Mail art by Jesse Edwards (Villemoustaussou, France)
We believe correspondent Jesse Edwards continues to travel in Europe this summer. Fortunately, he provided us with a backlog of material that we will share until he returns to his home and continues with his usual, prolific output.
Many thanks to Jesse Edwards! But no! We are not Moan Lisa, which might possibly (but not necessarily) have something to do with the following:
Our Facebook Fiasco
Apologies and thanks are due to Tenderfoots who have contacted us back channel concerning our sudden disappearance from Facebook (specifically the DVS profile).
The account has been “disabled,” and we are attempting to restore it.
On July 4 (ironically) we attempted to log into the account, only to discover we were denied access. We have a form email from FB saying they suspect DVS is not DVS, that the account is possibly fake and we must provide “government identification.” Despite a strong impulse not to do this, we have complied. We have hundreds of images of artwork by DVS and others in our FB albums. Should we at least be allowed to “clean out the desk” before being locked out? The corporate world usually allows that much. So, in short, FB has confiscated our art.
We have discovered FB has almost no customer service, and their information is uniformly vague. We have no idea when our “case” will be reviewed. Yes, suddenly they are using the word “case.” We have not the slightest idea why we are a “case” and find the situation exceedingly embarrassing and humiliating. Mostly, we post pics of mail art and news about contemporary poetry. Some have suggested that someone had to have reported us for a violation.

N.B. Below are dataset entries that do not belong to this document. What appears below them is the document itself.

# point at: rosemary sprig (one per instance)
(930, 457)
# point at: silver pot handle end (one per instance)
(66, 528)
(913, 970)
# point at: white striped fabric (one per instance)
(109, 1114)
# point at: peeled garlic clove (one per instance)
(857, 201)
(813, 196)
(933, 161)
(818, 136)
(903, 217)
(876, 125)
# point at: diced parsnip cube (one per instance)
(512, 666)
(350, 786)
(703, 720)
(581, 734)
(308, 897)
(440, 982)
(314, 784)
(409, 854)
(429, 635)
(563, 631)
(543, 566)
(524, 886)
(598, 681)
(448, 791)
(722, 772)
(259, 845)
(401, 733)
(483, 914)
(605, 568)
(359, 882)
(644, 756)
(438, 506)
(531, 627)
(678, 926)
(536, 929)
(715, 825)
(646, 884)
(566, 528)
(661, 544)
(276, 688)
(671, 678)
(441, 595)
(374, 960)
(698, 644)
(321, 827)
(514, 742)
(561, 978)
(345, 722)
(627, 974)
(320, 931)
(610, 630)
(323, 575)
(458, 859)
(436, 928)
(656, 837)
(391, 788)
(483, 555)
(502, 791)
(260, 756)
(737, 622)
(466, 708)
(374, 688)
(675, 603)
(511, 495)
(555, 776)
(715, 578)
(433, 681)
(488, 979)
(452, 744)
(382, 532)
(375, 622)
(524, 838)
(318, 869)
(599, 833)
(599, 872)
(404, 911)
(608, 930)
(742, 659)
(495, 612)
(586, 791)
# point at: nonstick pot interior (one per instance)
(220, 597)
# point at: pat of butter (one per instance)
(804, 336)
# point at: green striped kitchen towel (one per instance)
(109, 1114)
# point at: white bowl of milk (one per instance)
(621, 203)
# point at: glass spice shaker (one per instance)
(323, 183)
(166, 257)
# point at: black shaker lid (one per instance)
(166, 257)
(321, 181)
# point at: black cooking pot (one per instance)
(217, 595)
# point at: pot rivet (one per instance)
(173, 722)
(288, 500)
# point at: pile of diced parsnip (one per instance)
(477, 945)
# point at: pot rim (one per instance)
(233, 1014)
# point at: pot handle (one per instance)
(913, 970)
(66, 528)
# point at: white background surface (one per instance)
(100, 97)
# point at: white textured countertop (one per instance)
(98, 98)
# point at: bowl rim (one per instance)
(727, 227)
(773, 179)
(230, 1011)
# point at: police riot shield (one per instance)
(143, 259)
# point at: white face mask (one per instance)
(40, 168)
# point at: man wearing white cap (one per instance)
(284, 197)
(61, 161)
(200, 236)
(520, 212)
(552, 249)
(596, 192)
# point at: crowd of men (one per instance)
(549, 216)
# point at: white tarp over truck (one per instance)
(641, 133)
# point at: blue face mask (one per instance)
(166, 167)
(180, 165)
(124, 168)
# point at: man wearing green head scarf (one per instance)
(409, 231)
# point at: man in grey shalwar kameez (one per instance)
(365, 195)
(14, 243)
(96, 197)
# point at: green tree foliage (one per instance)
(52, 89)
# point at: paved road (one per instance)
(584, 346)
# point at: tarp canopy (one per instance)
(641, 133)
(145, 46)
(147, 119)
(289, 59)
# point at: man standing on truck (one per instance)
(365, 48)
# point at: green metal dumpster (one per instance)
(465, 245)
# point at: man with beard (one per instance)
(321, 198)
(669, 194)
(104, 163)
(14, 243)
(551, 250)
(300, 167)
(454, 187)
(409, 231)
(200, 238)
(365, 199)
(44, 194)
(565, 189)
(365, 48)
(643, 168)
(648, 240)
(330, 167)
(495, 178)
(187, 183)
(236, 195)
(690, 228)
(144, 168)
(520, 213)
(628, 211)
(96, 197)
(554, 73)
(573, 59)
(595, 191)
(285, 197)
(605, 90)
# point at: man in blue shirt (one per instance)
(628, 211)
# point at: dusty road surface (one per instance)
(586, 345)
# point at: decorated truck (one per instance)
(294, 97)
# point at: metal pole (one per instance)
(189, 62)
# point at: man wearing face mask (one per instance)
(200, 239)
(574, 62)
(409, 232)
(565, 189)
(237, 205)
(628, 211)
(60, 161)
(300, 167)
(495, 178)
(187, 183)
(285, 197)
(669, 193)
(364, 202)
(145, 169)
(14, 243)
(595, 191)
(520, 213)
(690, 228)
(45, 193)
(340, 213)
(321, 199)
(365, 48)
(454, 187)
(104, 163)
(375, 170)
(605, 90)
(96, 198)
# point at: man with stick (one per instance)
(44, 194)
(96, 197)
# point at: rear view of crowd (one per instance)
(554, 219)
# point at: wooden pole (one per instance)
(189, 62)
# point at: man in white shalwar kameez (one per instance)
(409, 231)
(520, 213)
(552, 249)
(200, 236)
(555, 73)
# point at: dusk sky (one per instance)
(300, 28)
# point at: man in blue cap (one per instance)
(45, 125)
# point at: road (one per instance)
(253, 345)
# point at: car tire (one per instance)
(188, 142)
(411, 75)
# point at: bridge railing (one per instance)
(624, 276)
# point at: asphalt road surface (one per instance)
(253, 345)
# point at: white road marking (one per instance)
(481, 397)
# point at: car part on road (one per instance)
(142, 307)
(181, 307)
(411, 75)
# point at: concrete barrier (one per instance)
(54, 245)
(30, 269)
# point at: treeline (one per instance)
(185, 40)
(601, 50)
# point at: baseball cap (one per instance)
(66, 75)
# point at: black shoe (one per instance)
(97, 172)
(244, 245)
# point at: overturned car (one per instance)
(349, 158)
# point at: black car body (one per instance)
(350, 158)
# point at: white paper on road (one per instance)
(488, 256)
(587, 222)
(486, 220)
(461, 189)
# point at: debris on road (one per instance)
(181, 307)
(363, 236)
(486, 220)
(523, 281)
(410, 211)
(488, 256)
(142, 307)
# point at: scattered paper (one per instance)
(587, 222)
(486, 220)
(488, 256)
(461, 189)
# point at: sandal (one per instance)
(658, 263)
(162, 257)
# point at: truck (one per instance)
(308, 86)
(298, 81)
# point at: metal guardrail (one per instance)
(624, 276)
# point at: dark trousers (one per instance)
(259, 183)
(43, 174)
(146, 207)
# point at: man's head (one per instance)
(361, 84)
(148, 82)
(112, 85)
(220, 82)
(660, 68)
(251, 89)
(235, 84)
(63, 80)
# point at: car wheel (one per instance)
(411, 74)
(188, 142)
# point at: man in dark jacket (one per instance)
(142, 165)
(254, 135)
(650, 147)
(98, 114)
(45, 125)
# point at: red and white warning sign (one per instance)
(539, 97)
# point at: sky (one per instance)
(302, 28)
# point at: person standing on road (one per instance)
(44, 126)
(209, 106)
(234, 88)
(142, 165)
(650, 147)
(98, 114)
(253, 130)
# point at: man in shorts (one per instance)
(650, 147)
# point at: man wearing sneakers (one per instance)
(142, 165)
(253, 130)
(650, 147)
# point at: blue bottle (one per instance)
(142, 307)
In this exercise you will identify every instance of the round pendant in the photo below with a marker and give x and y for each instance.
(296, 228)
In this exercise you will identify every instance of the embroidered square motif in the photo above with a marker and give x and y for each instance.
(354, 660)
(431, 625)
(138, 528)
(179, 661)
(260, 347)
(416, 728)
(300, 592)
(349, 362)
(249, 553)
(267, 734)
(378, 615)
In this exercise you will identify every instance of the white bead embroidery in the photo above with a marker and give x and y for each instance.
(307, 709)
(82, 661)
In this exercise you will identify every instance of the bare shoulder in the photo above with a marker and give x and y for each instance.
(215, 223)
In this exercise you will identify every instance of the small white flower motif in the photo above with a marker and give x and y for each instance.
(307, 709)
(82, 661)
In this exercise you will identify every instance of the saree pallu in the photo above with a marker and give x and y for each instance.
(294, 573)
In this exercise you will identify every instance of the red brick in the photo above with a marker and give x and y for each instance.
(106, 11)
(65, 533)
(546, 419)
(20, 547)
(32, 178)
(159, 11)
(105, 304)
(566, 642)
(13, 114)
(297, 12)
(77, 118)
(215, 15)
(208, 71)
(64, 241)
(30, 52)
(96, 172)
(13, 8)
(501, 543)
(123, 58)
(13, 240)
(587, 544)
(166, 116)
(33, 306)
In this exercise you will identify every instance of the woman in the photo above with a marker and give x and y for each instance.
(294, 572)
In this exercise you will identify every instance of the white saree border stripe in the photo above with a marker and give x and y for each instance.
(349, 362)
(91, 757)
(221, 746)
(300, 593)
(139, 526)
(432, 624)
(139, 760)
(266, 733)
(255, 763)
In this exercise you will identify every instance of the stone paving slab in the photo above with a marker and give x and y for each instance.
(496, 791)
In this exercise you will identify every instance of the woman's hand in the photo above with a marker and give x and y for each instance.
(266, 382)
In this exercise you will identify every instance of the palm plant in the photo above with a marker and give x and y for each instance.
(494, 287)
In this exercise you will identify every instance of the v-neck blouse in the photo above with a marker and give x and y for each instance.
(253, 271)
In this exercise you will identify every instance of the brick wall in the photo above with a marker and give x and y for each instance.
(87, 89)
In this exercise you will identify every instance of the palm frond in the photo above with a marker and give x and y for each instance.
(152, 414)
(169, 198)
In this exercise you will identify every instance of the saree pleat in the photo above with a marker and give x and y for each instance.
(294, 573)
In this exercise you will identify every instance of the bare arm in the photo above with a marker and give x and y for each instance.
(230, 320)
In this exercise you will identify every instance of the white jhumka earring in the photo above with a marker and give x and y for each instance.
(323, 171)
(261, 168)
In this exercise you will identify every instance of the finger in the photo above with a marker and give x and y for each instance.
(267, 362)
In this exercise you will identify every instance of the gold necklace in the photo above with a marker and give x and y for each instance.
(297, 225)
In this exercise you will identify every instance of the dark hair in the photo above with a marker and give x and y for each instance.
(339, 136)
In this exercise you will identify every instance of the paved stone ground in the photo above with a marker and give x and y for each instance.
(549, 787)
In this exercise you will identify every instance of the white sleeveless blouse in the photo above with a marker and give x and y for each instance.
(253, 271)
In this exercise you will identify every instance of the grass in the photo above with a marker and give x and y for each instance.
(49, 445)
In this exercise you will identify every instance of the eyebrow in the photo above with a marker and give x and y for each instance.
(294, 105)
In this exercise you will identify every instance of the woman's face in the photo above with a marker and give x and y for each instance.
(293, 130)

If this is the case, we would like to know what that alleged violation is, if it is more than the charge of DVS being a fake person. There is an appeal process we will pursue if the “government identification” we sent is not sufficient. Reports concerning the appeal process are not positive either.
Some of our FB friends are people we have known for years. Some are current coworkers. (We use the FB account for art and professional (which overlap) and communicate with family elsewhere.) The account is not fake, and friends can attest to that. Yes, we admit to having a sense of humor. However, we have provided FB with accurate information and followed the rules to the best of our knowledge, so the disabling of the account comes as a surprise. The assumption of guilt – the disabling of the account with minimal explanation and no timeframe – is unlike anything we have encountered in cyberspace before.
A quick search reveals that people report disabled FB account issues are resolved from a day or two to never. What looks like a large segment of posters claim they submit the required information to FB and never receive a response and the accounts remain disabled. Even without an official ruling on guilt or innocence by FB, the people with disabled accounts are not permitted to open new accounts, based on online information. So we are not sure when, if ever, we will be back on FB. Actions like this by FB must be devastating for people who use the site for commercial purposes or to keep in contact with family members – not people guilty of an infraction but innocent people who suddenly find themselves frozen out with little explanation or recourse.
Clearly, IUOMA-Ning is not adequate any longer for the great work of MinXus-Lynxus. We will continue to post and participate at IUOMA-Ning, of course; but we will look into establishing a presence on Twitter, Instagram and other similar venues. We will return to FB if possible, as so many friends are there.
After this Orwellian and Kafkaesque experience with FB, all we can advise Tenderfoots: “Watch your back.”